No plano consta ainda um processo de rescisões com 200 trabalhadores, para já, mais 800 em 2018, mas que não se trata “de um despedimento coletivo”, segundo o presidente executivo. Planeia ainda a venda de três dezenas de imóveis, considerados ativos não estratégicos. O plano prevê uma poupança total de 45 milhões de euros até 2020 e parece ter convencido os investidores. Depois do mínimo de 3,043 euros, os títulos já recuperaram pouco mais de 16%, para perto dos 3,50 euros. Será que, depois da tempestade, vem mesmo a bonança para os acionistas dos CTT?
Depois das quedas superiores a 7% no tráfego do correio no segundo e terceiro trimestres, é percetível uma tendência de aceleração que vai ter um impacto material nos resultados em 2017.
Reinventar um negócio centenário
A internet veio pressionar o negócio core dos Correios e obrigar a uma reinvenção da empresa, que entretanto lançou um banco e voltou o foco para um novo segmento: o das compras online. O comércio eletrónico está a crescer e vai ser sempre preciso quem leve as encomendas a casa dos clientes. Nos CTT, este negócio cresceu 21,1% nos primeiros nove meses do ano, face ao mesmo período de 2016, com a empresa a fazer 23,5 milhões de entregas.
E Francisco de Lacerda reconhece isso mesmo. Em novembro, afirmou: “Estou certo que o setor vai crescer em termos de velocidade e de relevância. A razão que faz as pessoas enviar menos cartas, o digital, é a mesma razão que faz este negócio [de “Expresso e Encomendas”] crescer.” Classificou-o até como uma “oportunidade de grande crescimento para os CTT”, uma empresa que há mais de 100 anos entrega cartas. Quanto ao Banco CTT, já atingiu os 540,4 milhões de euros em depósitos, embora o projeto ainda pese nas contas da companhia sob a forma de despesas.
Para somar às dores dos CTT, a empresa prepara-se para enfrentar pressão política, uma vez que detém a concessão do serviço postal universal no país, um contrato que ainda vem do tempo em que a empresa pertencia ao setor público. A Anacom concluiu que 2,3 em cada 1.000 cartas não foram entregues até um prazo de 15 dias e obrigou a companhia a baixar os preços do correio em 0,03 pontos percentuais.
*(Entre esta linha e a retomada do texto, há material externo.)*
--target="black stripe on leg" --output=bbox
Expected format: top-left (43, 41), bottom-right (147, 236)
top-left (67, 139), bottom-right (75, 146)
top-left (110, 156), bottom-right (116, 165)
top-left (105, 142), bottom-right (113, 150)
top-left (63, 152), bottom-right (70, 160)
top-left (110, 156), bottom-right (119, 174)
Seguiram-se quatro propostas da esquerda: uma do PS para a criação de um grupo de trabalho para reavaliar essa concessão e três, chumbadas no Parlamento, que exigiam a nacionalização da empresa. O Governo decidiu, assim, avançar com a criação de um “programa de trabalho” para fazer essa reavaliação da qualidade do serviço prestado e os trabalhos deverão arrancar nos primeiros meses de 2018. O programa contará com a colaboração da empresa, embora Lacerda já tenha posto os argumentos em cima da mesa na entrevista ao programa ECO24, do ECO e da TVI24: “O Estado não paga nada aos CTT por serem o concessionário do serviço universal.”